Filósofos: Cioran y Derrida. No les sonarán, pero ya les
digo yo que estos son como lo más de lo más de la
actualidad filosófica. Estos se creyeron que existía
Francia y quisieron estudiar en su supuesta universidad (que
algún cachondo bautizó como “La sorbona”
(haces ruido de sorber)), y claro, no les dejaron porque no hay. Pero
ya cuando se hicieron famosos, bien que los propagandistas de la idea
de Francia se los apropian, hombre que sí.
Ah, y luego está la pintura. “Impresionismo francés”, que dicen. Repasemos:
el profesor de casi todos ellos era Charles Gabriel Gleyre: suizo; y
Manet, del que todos se inspiraron, en realidad se hizo famoso por
pintar españoladas copiadas de goya.
pisarro nació en Santo Tomás, islas vírgenes.
sisley era de padres ingleses
Bueno, y luego está lo de Gauguin. Me pongo mala con lo de
Gauguin, ¿eh? Uno que vivía tranquilamente en la
polinesia, pintando a las exóticas nativas, y de repente le
dicen que es un pintor francés. O sea, los que nacen en
cualquier parte y quieren ser supuestos franceses, se les llama
franceses, vale, pero a los que no quieren ser franceses de ninguna
manera, también. Hala, todos al saco.
Pero no se crean que a partir del supuesto movimiento impresionista la
cosa mejora. Van Gogh: Holandés. Picasso y Juan Gris:
Españoles. Sonia Delaunay: Ucraniana
¿Y qué me dicen de la escultura? Brancusi y Tinguely, que
fueron los dos cracs del siglo veinte en el supuesto París, eran
Suizo y Rumano, respectivamente. Si es que no hay por dónde
cogerlo.
Francia en realidad es un despacho en alguna ignota oficina Suiza que
se dedica a comercializar esta idea obteniendo grandes beneficios.
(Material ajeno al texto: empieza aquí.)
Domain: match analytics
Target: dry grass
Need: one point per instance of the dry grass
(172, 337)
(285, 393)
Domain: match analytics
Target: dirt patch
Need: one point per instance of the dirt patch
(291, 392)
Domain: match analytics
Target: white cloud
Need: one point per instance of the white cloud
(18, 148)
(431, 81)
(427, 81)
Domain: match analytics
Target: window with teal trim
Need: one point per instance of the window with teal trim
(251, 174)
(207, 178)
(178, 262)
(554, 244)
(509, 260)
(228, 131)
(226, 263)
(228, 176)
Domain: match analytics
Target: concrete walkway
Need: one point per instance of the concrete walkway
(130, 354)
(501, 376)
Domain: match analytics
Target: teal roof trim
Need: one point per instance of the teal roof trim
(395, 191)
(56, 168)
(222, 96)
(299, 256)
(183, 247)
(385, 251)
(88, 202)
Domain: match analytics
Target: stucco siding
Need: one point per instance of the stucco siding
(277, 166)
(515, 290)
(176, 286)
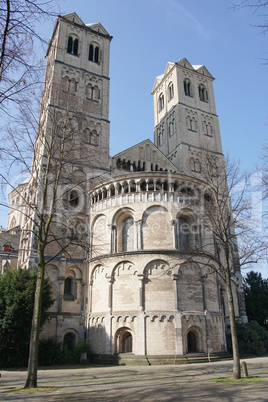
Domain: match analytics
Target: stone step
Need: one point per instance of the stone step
(129, 359)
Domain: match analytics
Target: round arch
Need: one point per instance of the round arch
(194, 339)
(124, 340)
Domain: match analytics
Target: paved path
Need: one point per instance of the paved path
(138, 383)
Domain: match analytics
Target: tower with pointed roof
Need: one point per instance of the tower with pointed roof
(121, 267)
(185, 119)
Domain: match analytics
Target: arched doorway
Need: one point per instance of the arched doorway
(124, 341)
(69, 340)
(127, 343)
(191, 342)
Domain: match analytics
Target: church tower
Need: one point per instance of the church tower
(185, 119)
(77, 81)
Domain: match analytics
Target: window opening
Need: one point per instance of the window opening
(69, 340)
(128, 234)
(72, 46)
(74, 199)
(191, 341)
(94, 53)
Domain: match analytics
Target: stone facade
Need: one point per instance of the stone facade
(132, 286)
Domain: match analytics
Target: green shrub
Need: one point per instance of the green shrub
(52, 352)
(252, 338)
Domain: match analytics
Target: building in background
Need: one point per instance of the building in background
(122, 268)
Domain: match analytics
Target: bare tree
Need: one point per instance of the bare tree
(51, 200)
(19, 67)
(229, 240)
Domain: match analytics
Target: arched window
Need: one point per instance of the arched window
(183, 235)
(161, 102)
(94, 53)
(68, 289)
(128, 234)
(74, 198)
(203, 93)
(170, 91)
(69, 341)
(188, 88)
(72, 46)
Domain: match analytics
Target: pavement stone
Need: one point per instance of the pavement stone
(191, 382)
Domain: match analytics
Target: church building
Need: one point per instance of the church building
(132, 266)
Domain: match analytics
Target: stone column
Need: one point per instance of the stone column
(110, 295)
(203, 279)
(137, 246)
(175, 278)
(60, 283)
(178, 334)
(90, 296)
(141, 292)
(174, 224)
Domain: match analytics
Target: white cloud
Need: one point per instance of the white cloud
(182, 11)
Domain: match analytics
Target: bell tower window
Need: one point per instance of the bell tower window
(161, 102)
(188, 88)
(94, 53)
(72, 46)
(203, 93)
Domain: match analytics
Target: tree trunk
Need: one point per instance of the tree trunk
(31, 381)
(236, 358)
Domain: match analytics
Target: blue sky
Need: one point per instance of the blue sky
(147, 34)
Además, hay una gran cantidad de supuestos
“franceses” eminentes que, en realidad, pasaron su vida
fuera de Francia. ¿Casualidad? Yo no lo creo. Enumero: Los
escritores Arthur Rimbaud, que huyó supuestamente cuando era
adolescente, George Sand, que vivía en Mallorca, Jean Genet, que
estaba siempre en áfrica, André Malraux que se
pasó la vida entre España y China; los pintores
o Niki de Saint Phalle (que menuda era), también toda la vida
por ahí, ¡e incluso Goscinny, el padre de Asterix el galo,
supuesta justificación histórica de toda esa
patraña, se la pasó entre Argentina y estados Unidos!
¡Pero si la ópera más famosa de Francia transcurre
en Sevilla! ¡Pero si hasta las famosas y polémicas
“french fries” de los americanos son belgas, hombre!
¿Y los diseñadores de moda, que hay uno que se llama
Paco? ¡Por Dios! ¿Cómo puede haber gente que piense
que realmente hay un país real que se llama Francia? ¡Es
que se creen todo lo que dice la tele!